Example Claims about Categorical Data

93.1% of Americans feel there should not be nudity on television during children's viewing time. This is a claim about a single proportion. We know this because the value includes a percentage and the data is categorical (yes or no), not numerical. The original claim here could be written as p=0.931.
35% of people think Obama will very likely be able to improve economic conditions. Although this was originally presented as a Likert scale (very likely, somewhat likely, not very likely, not at all likely), we need to pick just one category to call success. This is a claim about one proportion and the original claim could be written as p=0.35.
Blacks are more likely to die from a stroke than whites. There are two groups here, blacks and whites. Success is defined as someone dying from stroke (as opposed to something else). This is a test of two independent proportions and your original claim could be written as p_b>p_w
Smokers are more likely to be male than female. There is only one group here, smokers. Success is defined as someone being male, which means that more than half of the sample is male. We're testing one proportion and the original claim could be written as p>0.50.

Quantitative (Numerical) Data

If your data consists of measured quantities, then you will probably be testing means.

There are three main ways to analyze one or two means.

A test about a single mean that requires a number as the claimed value.
A test about two independent means doesn't need a number because you compare them to each other. This compares the same thing in two different groups.
A test for two dependent means, often called paired samples, compares two values for each case in the same group.

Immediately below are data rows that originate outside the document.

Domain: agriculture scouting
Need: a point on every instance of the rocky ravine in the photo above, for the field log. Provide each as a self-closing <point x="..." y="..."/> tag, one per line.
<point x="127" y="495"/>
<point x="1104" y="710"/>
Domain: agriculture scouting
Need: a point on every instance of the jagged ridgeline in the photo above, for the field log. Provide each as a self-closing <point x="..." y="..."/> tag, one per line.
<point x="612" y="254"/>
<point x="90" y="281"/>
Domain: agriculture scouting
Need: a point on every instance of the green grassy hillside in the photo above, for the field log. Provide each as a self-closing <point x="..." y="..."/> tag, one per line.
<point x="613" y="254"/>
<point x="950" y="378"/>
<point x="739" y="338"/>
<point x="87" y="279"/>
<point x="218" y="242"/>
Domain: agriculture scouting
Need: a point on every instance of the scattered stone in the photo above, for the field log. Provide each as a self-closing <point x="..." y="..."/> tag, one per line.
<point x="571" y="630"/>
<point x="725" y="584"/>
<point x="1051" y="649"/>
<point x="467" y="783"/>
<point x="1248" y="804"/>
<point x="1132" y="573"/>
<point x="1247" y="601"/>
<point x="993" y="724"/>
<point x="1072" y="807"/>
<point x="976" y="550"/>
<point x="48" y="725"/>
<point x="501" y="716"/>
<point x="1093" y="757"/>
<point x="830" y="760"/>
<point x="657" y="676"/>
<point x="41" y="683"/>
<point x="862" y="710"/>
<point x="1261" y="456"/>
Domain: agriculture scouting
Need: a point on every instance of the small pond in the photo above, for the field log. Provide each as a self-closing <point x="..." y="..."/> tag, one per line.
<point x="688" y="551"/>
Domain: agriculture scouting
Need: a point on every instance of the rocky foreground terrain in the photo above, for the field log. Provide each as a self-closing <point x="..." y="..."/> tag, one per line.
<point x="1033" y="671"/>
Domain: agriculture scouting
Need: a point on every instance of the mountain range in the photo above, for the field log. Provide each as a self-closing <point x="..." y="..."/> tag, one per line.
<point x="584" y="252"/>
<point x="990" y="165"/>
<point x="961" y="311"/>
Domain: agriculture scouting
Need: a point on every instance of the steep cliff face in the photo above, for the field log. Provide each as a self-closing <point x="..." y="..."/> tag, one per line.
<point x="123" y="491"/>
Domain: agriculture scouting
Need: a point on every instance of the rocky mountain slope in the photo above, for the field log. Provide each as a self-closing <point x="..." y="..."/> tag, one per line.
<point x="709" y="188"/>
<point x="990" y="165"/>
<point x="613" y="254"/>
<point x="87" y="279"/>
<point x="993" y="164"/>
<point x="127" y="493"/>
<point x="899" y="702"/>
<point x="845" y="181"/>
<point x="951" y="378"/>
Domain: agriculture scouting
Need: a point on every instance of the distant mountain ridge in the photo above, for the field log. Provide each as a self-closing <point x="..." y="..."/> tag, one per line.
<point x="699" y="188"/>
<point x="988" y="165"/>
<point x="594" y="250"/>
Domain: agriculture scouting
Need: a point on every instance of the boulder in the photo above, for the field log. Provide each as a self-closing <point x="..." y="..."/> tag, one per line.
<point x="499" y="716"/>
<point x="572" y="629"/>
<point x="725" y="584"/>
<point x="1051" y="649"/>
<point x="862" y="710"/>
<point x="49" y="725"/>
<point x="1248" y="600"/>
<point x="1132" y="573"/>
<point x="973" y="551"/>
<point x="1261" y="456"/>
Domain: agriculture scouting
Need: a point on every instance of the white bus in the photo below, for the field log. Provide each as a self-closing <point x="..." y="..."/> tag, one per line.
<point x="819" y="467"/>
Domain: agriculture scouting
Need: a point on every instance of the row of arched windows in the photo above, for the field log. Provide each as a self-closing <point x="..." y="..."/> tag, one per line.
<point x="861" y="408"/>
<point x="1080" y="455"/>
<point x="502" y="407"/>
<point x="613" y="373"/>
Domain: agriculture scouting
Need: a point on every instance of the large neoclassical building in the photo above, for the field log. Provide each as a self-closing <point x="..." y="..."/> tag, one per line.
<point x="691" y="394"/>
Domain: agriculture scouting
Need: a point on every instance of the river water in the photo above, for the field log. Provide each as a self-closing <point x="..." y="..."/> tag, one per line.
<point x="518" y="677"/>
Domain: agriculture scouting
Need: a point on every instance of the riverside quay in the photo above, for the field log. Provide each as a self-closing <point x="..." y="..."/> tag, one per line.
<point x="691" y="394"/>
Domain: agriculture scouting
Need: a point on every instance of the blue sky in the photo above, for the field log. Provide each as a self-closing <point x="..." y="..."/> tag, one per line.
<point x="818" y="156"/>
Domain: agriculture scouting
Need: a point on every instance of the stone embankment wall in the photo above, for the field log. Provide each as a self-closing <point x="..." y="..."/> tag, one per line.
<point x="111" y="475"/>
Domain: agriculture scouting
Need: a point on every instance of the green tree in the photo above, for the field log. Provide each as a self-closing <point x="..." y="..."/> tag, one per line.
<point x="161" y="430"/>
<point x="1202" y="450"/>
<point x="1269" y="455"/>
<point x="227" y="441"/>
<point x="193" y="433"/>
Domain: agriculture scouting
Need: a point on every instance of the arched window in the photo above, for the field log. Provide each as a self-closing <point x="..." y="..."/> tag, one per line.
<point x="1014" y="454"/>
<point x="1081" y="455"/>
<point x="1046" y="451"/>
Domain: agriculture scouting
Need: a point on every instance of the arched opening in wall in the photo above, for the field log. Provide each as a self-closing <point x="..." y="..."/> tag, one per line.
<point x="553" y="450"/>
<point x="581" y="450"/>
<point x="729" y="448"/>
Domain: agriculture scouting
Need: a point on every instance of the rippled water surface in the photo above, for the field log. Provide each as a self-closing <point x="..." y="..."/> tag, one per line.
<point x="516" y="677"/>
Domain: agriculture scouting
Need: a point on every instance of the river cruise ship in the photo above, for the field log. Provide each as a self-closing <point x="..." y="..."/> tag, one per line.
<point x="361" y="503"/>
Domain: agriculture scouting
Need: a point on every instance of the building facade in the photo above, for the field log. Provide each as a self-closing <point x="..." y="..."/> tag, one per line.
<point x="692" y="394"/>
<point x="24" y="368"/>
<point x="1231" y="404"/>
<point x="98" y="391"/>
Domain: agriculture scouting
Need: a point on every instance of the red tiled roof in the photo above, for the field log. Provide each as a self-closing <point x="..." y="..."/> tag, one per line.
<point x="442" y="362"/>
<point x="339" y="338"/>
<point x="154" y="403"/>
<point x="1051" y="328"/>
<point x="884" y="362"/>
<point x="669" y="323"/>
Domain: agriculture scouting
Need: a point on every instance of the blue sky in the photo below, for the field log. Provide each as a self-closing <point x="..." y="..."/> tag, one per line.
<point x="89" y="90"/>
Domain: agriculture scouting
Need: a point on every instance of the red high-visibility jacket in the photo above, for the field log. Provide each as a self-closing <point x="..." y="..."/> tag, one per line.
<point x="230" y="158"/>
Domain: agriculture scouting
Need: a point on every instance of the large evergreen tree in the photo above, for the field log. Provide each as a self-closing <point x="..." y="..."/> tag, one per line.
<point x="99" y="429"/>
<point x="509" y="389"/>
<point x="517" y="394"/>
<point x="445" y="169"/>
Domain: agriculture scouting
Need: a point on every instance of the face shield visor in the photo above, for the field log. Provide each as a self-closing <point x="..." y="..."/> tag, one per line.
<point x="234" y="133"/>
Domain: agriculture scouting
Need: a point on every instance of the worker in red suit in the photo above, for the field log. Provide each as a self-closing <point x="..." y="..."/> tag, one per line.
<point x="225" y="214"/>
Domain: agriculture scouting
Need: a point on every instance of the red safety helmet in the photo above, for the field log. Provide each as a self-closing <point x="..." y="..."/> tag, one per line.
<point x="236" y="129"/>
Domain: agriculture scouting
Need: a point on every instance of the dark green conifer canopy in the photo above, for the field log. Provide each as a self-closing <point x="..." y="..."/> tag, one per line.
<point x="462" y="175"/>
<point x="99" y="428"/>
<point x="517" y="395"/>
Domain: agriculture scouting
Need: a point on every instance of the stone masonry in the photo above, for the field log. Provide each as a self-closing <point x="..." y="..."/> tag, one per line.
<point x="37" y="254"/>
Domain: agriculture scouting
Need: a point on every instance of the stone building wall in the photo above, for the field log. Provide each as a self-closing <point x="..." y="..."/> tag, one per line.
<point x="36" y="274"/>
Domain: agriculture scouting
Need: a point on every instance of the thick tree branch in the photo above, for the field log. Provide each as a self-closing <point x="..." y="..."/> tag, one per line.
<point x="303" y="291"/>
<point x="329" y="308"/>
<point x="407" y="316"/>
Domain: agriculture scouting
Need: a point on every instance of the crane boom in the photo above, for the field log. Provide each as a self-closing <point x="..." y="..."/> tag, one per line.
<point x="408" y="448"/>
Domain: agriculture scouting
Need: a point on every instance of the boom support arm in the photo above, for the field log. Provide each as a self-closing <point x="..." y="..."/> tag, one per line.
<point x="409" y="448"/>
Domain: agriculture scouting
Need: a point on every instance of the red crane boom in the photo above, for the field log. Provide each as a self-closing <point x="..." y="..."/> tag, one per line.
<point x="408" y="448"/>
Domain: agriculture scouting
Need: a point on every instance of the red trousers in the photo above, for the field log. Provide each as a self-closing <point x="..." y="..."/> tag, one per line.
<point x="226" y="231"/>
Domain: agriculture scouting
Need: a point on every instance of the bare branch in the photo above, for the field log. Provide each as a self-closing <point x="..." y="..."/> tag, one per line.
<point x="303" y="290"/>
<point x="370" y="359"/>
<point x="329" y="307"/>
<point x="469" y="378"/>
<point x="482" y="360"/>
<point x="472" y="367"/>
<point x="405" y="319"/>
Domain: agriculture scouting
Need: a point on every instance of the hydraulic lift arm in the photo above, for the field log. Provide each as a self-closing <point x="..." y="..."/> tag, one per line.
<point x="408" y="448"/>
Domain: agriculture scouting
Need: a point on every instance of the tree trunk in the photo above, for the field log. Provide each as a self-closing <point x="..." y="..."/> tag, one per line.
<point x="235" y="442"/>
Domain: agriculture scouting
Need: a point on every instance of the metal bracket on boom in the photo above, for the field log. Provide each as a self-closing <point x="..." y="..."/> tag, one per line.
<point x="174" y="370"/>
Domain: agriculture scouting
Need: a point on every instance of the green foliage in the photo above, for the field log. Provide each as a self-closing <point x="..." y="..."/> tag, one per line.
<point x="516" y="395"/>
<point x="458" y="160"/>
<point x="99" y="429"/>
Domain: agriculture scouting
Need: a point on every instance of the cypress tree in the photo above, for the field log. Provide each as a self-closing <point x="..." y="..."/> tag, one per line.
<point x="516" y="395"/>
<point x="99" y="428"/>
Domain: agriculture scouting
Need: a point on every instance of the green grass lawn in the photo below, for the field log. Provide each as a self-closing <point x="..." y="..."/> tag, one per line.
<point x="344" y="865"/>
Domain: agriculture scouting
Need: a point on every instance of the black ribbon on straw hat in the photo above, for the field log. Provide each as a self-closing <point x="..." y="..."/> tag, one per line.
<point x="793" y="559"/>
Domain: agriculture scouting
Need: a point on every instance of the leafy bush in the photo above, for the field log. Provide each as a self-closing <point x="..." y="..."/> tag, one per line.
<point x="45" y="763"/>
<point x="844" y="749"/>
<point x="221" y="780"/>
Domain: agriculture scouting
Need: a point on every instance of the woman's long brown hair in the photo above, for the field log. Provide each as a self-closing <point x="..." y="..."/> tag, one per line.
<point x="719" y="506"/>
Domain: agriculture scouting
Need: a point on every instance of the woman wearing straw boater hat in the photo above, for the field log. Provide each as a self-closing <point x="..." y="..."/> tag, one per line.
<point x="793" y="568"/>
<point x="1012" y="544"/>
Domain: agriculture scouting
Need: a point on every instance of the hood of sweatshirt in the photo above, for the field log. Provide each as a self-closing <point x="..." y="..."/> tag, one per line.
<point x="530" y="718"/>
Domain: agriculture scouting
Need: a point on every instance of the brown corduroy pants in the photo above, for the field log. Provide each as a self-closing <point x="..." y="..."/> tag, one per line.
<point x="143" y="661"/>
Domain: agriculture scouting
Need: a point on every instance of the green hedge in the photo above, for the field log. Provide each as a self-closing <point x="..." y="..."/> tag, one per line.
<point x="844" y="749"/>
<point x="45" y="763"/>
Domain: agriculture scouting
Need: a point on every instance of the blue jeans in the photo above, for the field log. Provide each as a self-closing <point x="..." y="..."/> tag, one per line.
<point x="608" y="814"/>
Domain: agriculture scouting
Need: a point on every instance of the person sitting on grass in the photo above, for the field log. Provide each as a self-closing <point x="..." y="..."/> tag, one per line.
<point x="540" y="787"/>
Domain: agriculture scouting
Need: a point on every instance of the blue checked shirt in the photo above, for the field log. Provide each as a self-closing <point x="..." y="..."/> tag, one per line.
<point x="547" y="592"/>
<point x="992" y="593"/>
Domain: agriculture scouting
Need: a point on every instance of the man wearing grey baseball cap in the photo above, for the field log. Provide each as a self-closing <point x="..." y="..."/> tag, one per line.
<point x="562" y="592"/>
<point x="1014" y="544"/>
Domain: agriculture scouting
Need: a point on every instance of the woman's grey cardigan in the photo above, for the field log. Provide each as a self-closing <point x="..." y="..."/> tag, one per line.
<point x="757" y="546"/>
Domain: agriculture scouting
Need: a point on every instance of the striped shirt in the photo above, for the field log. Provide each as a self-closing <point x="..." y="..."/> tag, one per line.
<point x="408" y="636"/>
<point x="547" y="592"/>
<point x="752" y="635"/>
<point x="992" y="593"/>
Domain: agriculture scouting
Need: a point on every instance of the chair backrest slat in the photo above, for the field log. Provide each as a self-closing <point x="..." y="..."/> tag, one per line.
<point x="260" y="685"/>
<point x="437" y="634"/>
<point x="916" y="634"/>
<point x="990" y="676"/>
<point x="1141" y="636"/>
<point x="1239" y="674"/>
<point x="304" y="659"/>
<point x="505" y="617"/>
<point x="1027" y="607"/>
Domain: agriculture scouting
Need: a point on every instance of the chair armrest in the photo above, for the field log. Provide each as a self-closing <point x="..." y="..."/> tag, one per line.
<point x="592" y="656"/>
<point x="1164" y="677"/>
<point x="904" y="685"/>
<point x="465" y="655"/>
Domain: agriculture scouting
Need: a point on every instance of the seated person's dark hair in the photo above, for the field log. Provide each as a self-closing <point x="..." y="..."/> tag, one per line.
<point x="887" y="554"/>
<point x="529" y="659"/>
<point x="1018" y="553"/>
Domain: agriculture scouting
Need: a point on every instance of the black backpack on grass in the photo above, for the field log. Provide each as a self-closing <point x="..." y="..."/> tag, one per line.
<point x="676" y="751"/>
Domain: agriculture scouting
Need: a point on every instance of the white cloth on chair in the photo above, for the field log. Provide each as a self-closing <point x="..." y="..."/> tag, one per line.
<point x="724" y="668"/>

Example Claims about Quantitative Data

Americans had sex an average of 111 times a year. This is a claim about a mean (average). Even though this seems like a count, the number of times you have sex a year is a number, not a category. The original claim would be written as μ=111.
Women live five years longer than men. This is a claim about two averages and there are two groups, women and men. The original claim here could be written as μ_w-μ_m=5 (the difference in the mean ages of women and men is 5 years).
The rates paid by the insurance company for dental cleaning are in line with the rates charged by the dentists. This is a paired samples t-test where the claim starts off as "paid = charged" and turns into μ_d=0 where d=rate paid - rate charged.
Cub Foods and Krogers charge the same amount. If the same items at each store are compared, then this is a paired samples t test with a claim of μ_d=0 where d=Cub Foods - Krogers. If different items are compared at each store, then this is a two sample t test and the claim is μ_c=μ_k.
The GPA of smokers is lower than the GPA of non-smokers. This is a two sample t test with a claim of μ_s<μ_ns.
Patrons at Cheddar's tip 15%. This is a paired samples t-test with a claim of μ_d=0 where d = tip - 15% of bill.
There are more absences on Fridays than on Mondays. This is a two sample t test with a claim μ_f>μ_m.
The average drive-through time at Culver's less than 270 seconds. This is a one sample t test with a claim of μ<270.